The goals for these guidelines are:

  1. to identify when a project is co-funded and which protocol to follow;

  2. to maintain consistent, quality metadata records for projects and products across all FWS regions for inclusion in the SA Science Catalog;

  3. to avoid duplicate reporting of the same funding dollars, while also allowing each regional program to fully describe its financial contribution and project support;

  4. to avoid the appearance of duplicated research efforts between FWS and CASCs or other federal bureaus (see Policy Guidance)

  5. and to clearly communicate the relationships between separate, but related, FWS and CASC funded projects to the public.

Terms

Multi-regional refers to a single project or product that is supported by more than one FWS region. Support may come in the form of collaboration, in-kind donations of effort, and/or funding allocations.

Multi-regional co-funded refers to a single project that is financially supported by more than one region.

Lead region refers to the region that was instrumental in initializing and administering a project. There can be only one lead region per project.

CASC co-funded refers to a single project or product that is supported by one or more FWS region and one or more USGS Climate Adaptation Science Centers (CASCs).

Matching refers to funds or in-kind donations of effort that are provided by organizations outside of FWS.

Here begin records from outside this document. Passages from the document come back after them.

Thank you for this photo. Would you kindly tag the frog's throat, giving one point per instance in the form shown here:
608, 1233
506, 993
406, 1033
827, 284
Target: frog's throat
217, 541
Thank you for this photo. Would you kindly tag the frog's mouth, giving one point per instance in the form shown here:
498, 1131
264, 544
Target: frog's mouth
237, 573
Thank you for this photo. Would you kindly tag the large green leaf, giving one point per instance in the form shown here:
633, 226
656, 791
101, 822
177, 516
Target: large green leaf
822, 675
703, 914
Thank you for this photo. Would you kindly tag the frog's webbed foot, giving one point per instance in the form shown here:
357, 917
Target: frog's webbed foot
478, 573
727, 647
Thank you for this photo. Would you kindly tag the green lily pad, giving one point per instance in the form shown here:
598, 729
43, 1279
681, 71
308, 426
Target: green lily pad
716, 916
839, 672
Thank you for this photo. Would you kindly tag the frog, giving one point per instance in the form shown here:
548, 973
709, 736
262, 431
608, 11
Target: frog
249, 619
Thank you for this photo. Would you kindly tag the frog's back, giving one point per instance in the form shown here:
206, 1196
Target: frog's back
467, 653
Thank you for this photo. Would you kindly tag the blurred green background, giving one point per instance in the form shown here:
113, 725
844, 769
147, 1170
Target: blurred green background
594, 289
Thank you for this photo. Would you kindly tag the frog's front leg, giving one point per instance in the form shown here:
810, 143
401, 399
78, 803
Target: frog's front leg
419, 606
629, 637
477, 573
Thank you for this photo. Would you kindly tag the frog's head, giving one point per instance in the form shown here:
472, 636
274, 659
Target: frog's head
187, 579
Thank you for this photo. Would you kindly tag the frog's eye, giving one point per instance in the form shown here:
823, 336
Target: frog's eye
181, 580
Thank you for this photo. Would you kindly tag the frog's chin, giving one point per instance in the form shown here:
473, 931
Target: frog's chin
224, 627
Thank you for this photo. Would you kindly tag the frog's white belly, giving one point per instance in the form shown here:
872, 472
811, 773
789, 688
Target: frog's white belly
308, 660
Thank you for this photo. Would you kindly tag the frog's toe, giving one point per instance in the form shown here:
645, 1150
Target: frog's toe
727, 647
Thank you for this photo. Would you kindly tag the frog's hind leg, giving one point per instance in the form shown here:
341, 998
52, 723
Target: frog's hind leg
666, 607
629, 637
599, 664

Project is a particular effort in a particular geography with specific outcomes.

Sub-project is an effort that is related to a project, but is distinctly different in some specific aspect, such as geography, goal, or product. A sub-project often expands the scope of a project or grows from a research need identified by the project (aka parent project). If two regions fund similar work in different geographical regions, or for different species with separate deliverables, then these are considered to be separate projects. If both projects are part of a larger effort, and/or administered from the same grant, and/or developed in collaboration with the same investigators, then these are sub-projects.

Scenario Descriptions

Collaborating Project: One Service region leads a project with joint support or cooperation in the form of advisory consultation or staff time from another region. The collaborating region(s) does not provide direct funding support.

Sub-Project (see definition above): One region (Region A) is the lead for a large project (parent project), while another region (Region B), funds a distinct sub-project effort or distinct deliverable of the large project. This scenario can apply to FWS-CASC parent projects and may include project continuations when new objectives or deliverables are described.

Multi-regional Co-funded Project: One region leads a project with funding support from another region(s). The project cannot be divided into distinct sub-projects.

FWS/CASC Co-funded Project: FWS region(s) and CASC(s) co-fund a project without distinct sub-projects or products.